Born in Pahokee, Simmons also follows a couple of groups dedicated to life in the Glades.
“For the most part, they’re a showcase for photos and memories of the distant past,” he says. “And those groups actually have rules regarding political postings and personal attacks on other members.”
To Zuckerberg, the effort to foster meaningful communities reflects his recent interest in ways Facebook can make the world a less divisive place, one that emerged following the fractious 2016 presidential election.
He talked about the need to bring people together in both a lengthy manifesto published earlier this year and during his commencement address at Harvard University in May.
Data-driven to its core, Facebook has quantified “meaning” so it can be sure people are getting more of it. And what Facebook aims to maximize is the time people spend in its online groups. Whenever someone spends at least 30 minutes a week in a group, Facebook classifies it as “meaningful.” The company estimates that 130 million of its users are in such groups; it aims to boost that to over a billion by 2022.

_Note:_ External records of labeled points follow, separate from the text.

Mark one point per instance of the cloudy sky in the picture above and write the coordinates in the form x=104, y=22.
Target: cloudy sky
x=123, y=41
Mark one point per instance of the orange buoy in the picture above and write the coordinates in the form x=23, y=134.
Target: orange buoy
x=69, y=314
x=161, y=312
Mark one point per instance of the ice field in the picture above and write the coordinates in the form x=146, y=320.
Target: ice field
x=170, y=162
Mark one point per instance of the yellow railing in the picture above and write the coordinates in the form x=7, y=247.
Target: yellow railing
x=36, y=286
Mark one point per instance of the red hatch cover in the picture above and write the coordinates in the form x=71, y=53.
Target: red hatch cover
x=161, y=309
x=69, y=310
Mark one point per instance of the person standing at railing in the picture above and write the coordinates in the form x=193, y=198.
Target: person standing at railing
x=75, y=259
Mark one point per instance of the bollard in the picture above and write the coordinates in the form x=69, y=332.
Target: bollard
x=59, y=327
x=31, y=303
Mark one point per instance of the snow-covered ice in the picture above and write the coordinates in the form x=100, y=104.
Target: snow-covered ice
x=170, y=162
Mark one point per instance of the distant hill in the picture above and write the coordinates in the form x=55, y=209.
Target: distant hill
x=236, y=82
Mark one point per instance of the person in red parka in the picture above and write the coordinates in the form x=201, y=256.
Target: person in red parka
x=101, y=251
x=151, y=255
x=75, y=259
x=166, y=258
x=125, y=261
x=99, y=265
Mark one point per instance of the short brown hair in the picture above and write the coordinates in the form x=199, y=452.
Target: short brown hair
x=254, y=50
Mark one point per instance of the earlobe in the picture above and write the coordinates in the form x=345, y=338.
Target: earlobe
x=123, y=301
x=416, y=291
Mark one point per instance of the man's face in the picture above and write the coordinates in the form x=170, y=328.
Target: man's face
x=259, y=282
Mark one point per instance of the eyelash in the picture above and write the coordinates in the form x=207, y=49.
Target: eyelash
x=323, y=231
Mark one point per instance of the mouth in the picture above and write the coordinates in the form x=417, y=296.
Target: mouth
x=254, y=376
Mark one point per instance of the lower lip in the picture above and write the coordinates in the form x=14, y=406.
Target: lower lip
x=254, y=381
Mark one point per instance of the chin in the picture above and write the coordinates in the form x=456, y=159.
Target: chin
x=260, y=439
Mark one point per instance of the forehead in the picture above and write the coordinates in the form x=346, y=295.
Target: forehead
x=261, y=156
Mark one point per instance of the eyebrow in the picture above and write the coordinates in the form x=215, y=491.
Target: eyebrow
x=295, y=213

Facebook has already been tweaking its algorithms to recommend more groups to users. Those changes have increased the number of people in “meaningful” groups by 50 percent over the past six months, Zuckerberg says.
Of course, anything that keeps people coming back to Facebook also gives it more opportunities to learn about their interests and other personal details that help it sell advertising, according to analysts.
“It’s really simple economics: If users are spending time on Facebook, they’re seeing more ads,” says eMarketer analyst Debra Williamson.
Virtual communities “can fill a fundamental need we have for a sense of belonging, much like eating or sleeping,” says Anita Blanchard, a psychologist at the University of North Carolina at Charlotte who’s studied them for 20 years.
Blanchard’s research has shown that online communities can make people less intolerant of opposing viewpoints. “They get you out of your own clothes and make connections across the U.S., making you realize you can get along with people with different beliefs,” she says.
For Sarah Giberman, an artist and parent who lives in Arlington, Texas, a meaningful group is one “that serves a need in your life, that fills some space that would otherwise feel vacant.”
“I spend a lot more time on Facebook because of the groups than I would otherwise,” she says. “Especially with the current sociopolitical climate, I’m not comfortable being very open in my regular newsfeed.”
Ron Hayes contributed to this story.